‘Criminalised for politics’: Rohingya caught in Delhi election crossfire (Al Jazeera)

Incumbent AAP and challenger BJP ‘outdo’ each other in attacking the mainly Muslim refugees to consolidate votes in the February 5 election.

By Alishan Jafri and Quratulain Rehbar

New Delhi, India – Every morning, Mohammad*, 32, watches his 12-year-old daughter, Fatima*, waking up with the same enthusiasm – putting on her worn-out uniform, neatly braiding her hair and sprinting to the government school in New Delhi’s Khajuri Khas area in the northeast, where they live with about 40 other Rohingya families in cramped rented rooms.

Fatima is among a handful of Rohingya children in Khajuri Khas with access to formal education in a government school. Many other children like her, including her younger brother Ahmed*, have been denied school admission for years.

As a new academic year begins next month, Fatima fears she may suffer the same fate.

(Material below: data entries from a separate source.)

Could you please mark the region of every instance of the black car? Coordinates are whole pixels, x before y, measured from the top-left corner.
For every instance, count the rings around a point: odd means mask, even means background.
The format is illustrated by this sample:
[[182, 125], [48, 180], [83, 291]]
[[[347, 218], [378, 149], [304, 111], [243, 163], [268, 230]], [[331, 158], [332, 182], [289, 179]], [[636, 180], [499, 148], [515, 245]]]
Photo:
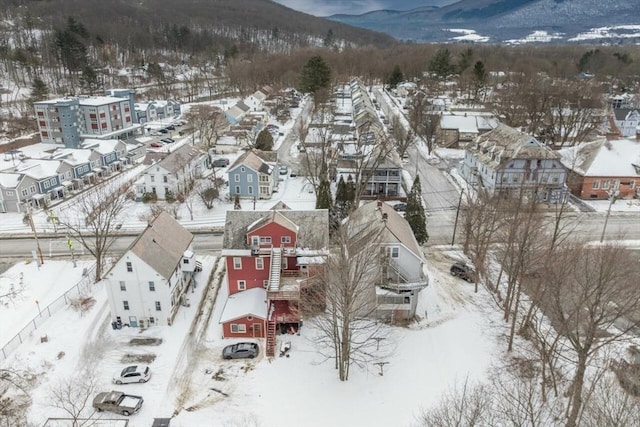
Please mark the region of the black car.
[[241, 342], [226, 346], [222, 350], [223, 359], [253, 359], [260, 352], [258, 344]]
[[176, 130], [176, 127], [174, 125], [169, 125], [165, 129], [166, 130]]
[[476, 272], [473, 268], [464, 262], [455, 262], [451, 266], [451, 275], [458, 276], [459, 278], [466, 280], [467, 282], [475, 282]]
[[393, 210], [396, 212], [405, 212], [407, 210], [407, 204], [406, 203], [396, 203], [395, 205], [393, 205]]
[[213, 161], [213, 166], [216, 168], [224, 168], [229, 166], [229, 159], [215, 159]]
[[169, 131], [166, 130], [166, 129], [158, 129], [158, 132], [160, 132], [160, 133], [169, 133]]

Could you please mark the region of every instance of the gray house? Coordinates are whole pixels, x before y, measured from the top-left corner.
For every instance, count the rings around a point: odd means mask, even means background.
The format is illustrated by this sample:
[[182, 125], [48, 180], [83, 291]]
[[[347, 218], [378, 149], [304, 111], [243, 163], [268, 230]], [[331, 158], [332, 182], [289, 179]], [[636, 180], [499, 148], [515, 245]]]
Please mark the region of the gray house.
[[[20, 183], [24, 175], [0, 173], [0, 213], [21, 212]], [[28, 189], [27, 195], [28, 195]]]
[[[374, 266], [372, 289], [377, 318], [389, 322], [412, 319], [419, 292], [427, 287], [425, 259], [409, 223], [391, 205], [382, 201], [364, 204], [347, 219], [349, 245], [354, 250], [378, 247], [370, 259]], [[371, 237], [376, 236], [374, 241]], [[369, 249], [367, 249], [369, 248]]]
[[229, 166], [229, 195], [270, 199], [278, 185], [277, 153], [249, 150]]
[[489, 195], [558, 203], [566, 192], [560, 155], [504, 124], [467, 146], [460, 174]]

On Christmas Day in December, as tens of thousands of Delhi’s pupils looked forward to a winter break, the national capital territory’s Chief Minister Atishi, who goes by her first name, posted on X: “Today, the Education Department of the Delhi Government has passed a strict order that no Rohingya should be given admission in the government schools of Delhi.”

Atishi, a former Rhodes Scholar who studied at Oxford, is a leader of the Aam Aadmi Party (Common Man’s Party or AAP), a relatively new political force in India that owes its foundation in 2012 to a popular “pro-poor” and anticorruption movement.

The AAP, which has been governing the national capital territory of Delhi for more than a decade, is seeking a return to power in the provincial assembly elections to be held on Wednesday. The results will be declared on Saturday.

But this year, AAP faces a serious challenge from Prime Minister Narendra Modi’s right-wing Bharatiya Janata Party (BJP), which controls 20 of India’s 36 states and federally-run provinces (called Union Territories) – either directly or through coalition partners – but has been out of power in the national capital for more than 25 years.